Viviane Folcher : Oui, et je dirai même que c'est ce en quoi consiste l'essentiel de ma pratique : je mets à l'épreuve mes outils conceptuels à travers mes essais de transformation des organisations et du travail. Quand "ça ne marche pas", je me replis volontiers sur ma base scientifique, pour réfléchir à la manière dont je pourrais trouver une solution, en faisant mon miel de mes apparentes impasses. C'est cet état d'esprit qui, je pense, définit le mieux la professionnelle que je suis.
C'est précisément ce qui a rendu votre intervention à deux voix intéressante : vous ne vous borniez pas à exposer les résultats tangibles d'une recherche-intervention, vous partagiez aussi des questionnements, des doutes et mêmes des "disputes" qui l'ont parsemée…
Viviane Folcher : C'est exactement cela ! Je suis arrivée à Cerisy avec le projet d'une communication relativement courte sur les interrogations soulevées par une recherche-intervention menée avec Stéphane Balasse, ainsi qu'avec Cédric Dalmasso — lequel, en tant que directeur du colloque s'est abstenu d'intervenir. Parmi ces interrogations ayant émergé au fil de notre recherche-intervention, les principales ont porté sur la transdisciplinarité, la pratique qui aligne les disciplines, fût-ce effectivement au prix de "disputes" professionnelles…
Détail qui a son importance : vous avez fait cette communication dans la bibliothèque de Cerisy que vous découvriez par la même occasion. Et alors, quelles ont été vos impressions ?
Viviane Folcher : J'ai effectivement découvert Cerisy et sa bibliothèque à l'occasion de ce colloque. Qu'en dire ? Et bien que c'est un lieu incroyablement confortable, accueillant ! Tout impressionnant qu'il puisse être, je n'ai pas senti le poids des savoirs accumulés au fil des décennies. J'ai eu au contraire le sentiment de m'être retrouvée dans une communauté de personnes — intervenants et auditeurs — mues par l'envie de comprendre, d'apprendre en se confrontant à d'autres points de vue. Les disciplines représentées avaient beau être loin des miennes, je me suis sentie d'emblée dans mon élément.
Précisons que vous êtes arrivée en cours de route, l'avant-veille du jour du départ. Vous y serez donc restée deux jours et demi, ce qui était déjà beaucoup par rapport à un colloque scientifique universitaire, mais finalement "trop peu" ainsi que vous me le confiez…

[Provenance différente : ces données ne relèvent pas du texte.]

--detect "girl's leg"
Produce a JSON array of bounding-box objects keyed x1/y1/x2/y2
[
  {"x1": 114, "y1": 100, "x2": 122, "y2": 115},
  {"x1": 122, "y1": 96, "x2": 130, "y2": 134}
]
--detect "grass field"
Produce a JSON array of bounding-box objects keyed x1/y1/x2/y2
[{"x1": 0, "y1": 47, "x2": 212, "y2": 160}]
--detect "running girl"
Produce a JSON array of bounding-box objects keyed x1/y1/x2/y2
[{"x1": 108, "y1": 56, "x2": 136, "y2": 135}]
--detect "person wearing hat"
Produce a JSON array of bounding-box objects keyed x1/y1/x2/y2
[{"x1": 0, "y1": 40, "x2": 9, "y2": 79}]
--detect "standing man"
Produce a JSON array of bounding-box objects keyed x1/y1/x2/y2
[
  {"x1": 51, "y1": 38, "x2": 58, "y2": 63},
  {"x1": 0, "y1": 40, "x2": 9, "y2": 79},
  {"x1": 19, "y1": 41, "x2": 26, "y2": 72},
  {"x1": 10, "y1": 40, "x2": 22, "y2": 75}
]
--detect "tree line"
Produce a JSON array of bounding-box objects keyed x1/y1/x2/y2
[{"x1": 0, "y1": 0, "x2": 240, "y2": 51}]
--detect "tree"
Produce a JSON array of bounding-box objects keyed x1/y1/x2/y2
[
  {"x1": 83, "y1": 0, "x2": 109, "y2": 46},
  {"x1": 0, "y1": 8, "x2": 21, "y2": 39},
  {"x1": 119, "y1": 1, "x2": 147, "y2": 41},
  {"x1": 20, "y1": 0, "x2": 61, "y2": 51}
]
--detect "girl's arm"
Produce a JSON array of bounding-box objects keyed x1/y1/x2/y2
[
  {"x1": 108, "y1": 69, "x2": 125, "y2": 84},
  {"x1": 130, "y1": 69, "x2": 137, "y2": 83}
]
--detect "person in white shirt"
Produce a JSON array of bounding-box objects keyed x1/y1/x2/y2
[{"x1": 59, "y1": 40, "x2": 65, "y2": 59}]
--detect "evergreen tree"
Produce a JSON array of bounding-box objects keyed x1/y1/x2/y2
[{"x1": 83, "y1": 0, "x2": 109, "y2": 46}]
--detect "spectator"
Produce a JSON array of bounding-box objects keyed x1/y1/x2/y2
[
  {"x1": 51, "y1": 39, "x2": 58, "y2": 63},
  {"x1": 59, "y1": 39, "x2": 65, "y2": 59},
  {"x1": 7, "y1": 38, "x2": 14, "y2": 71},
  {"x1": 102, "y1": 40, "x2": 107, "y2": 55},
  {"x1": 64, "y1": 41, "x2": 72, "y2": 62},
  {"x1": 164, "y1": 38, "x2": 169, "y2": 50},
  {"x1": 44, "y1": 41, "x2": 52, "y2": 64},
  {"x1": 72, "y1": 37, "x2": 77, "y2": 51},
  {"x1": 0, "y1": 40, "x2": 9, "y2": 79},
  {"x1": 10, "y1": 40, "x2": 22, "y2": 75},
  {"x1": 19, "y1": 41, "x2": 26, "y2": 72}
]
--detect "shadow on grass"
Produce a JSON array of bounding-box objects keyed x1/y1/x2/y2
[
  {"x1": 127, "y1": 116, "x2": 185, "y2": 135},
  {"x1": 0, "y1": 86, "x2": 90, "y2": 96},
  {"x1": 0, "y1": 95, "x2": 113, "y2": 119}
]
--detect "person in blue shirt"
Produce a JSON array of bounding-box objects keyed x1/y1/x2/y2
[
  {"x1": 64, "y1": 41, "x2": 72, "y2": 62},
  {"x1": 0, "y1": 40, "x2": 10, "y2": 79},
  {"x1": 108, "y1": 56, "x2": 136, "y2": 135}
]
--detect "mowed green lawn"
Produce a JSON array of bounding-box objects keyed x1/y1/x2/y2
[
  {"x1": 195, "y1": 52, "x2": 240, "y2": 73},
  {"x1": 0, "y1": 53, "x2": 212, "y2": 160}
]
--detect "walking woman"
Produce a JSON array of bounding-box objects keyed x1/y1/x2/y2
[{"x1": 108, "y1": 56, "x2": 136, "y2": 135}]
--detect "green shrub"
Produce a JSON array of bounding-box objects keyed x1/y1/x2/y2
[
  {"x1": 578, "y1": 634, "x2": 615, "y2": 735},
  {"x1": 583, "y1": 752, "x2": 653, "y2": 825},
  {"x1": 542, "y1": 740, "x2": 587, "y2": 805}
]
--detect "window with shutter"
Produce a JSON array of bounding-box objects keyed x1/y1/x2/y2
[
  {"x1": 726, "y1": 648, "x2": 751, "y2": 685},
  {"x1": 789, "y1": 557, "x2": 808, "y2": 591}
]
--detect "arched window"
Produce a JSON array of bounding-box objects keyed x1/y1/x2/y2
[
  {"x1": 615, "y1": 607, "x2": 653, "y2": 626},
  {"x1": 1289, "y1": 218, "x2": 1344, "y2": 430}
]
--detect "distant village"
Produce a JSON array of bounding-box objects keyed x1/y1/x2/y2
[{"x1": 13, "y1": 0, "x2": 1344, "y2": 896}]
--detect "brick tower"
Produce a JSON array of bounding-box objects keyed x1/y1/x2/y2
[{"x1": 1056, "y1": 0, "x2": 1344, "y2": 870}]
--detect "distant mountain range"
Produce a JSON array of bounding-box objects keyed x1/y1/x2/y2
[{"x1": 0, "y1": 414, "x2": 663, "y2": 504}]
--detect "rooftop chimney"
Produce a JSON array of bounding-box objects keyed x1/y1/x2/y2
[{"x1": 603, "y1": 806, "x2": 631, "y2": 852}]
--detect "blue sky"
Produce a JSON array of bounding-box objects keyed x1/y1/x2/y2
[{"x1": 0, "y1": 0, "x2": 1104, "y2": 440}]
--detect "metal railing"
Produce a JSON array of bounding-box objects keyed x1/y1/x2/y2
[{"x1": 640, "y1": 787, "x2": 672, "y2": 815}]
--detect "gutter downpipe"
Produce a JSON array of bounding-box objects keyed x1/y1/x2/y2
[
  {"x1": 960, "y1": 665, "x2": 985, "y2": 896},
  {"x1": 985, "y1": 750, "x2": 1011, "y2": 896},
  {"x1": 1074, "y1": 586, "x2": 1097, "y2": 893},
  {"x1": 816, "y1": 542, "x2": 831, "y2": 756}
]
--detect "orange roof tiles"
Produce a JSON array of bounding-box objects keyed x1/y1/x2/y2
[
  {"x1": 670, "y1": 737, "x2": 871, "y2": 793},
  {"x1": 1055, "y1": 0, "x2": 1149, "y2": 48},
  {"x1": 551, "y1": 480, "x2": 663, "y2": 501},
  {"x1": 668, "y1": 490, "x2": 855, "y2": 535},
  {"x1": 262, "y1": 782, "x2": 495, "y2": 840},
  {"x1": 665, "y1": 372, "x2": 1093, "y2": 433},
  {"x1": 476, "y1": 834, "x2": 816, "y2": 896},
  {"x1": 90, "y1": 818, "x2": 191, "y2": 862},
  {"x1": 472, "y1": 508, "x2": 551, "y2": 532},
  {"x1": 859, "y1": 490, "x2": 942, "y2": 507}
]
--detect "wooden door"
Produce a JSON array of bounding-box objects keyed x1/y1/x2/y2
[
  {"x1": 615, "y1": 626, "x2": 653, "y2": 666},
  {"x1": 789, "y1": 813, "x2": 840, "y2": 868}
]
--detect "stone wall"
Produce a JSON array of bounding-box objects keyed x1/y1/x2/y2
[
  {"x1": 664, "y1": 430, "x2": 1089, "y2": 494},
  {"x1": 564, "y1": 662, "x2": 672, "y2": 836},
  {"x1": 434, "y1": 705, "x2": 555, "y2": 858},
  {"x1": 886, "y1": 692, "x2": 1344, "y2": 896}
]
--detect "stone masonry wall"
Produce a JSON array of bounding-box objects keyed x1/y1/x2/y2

Viviane Folcher : Pour un colloque de Cerisy, c'est effectivement trop peu par rapport à tout ce dont j'aurais pu en tirer, à en juger par la manière dont les autres participants, ayant vécu l'intégralité du colloque, m'en parlent. Certes, c'est mieux que de ne pas être venue du tout, comme cela a failli se produire pour des raisons de convenances personnelles. Comme j'ai bien fait d'être finalement venue même pour deux jours et demi ! Car j'ai quand même eu le temps de m'immerger dans le colloque, de bénéficier de ces moments de convivialité, de cheminer après les repas comme nous le faisons actuellement pour les besoins de l'entretien… Voyez sur notre gauche ces jolies marguerites qui se remettent de la pluie… C'est beau, non ? (rire).
N'est-ce pas justement "trop" beau ? Le risque ne serait-il pas d'être déconnecté de l'actualité, qui est particulièrement brûlante, préoccupante, à bien des égards ? Que dites-vous à ceux qui pourraient objecter cela ?
Viviane Folcher : Je trouve plutôt que c'est une chance inouïe que de pouvoir se retrouver dans un tel lieu qui n'est pas autant que cela en retrait du monde. C'est davantage un lieu où on peut se recentrer. Je n'ai pas le sentiment de m'être totalement coupée de l'actualité ; je pourrais d'ailleurs en reprendre sans difficulté le fil à mon retour. Cependant, ici, je peux faire résonner des choses, tranquillement, au travers de mes échanges avec les autres participants. En cela, c'est bien un lieu de "recentrement" et, en même temps, d'ouverture aux autres. Ce qui en fait un lieu proprement à part.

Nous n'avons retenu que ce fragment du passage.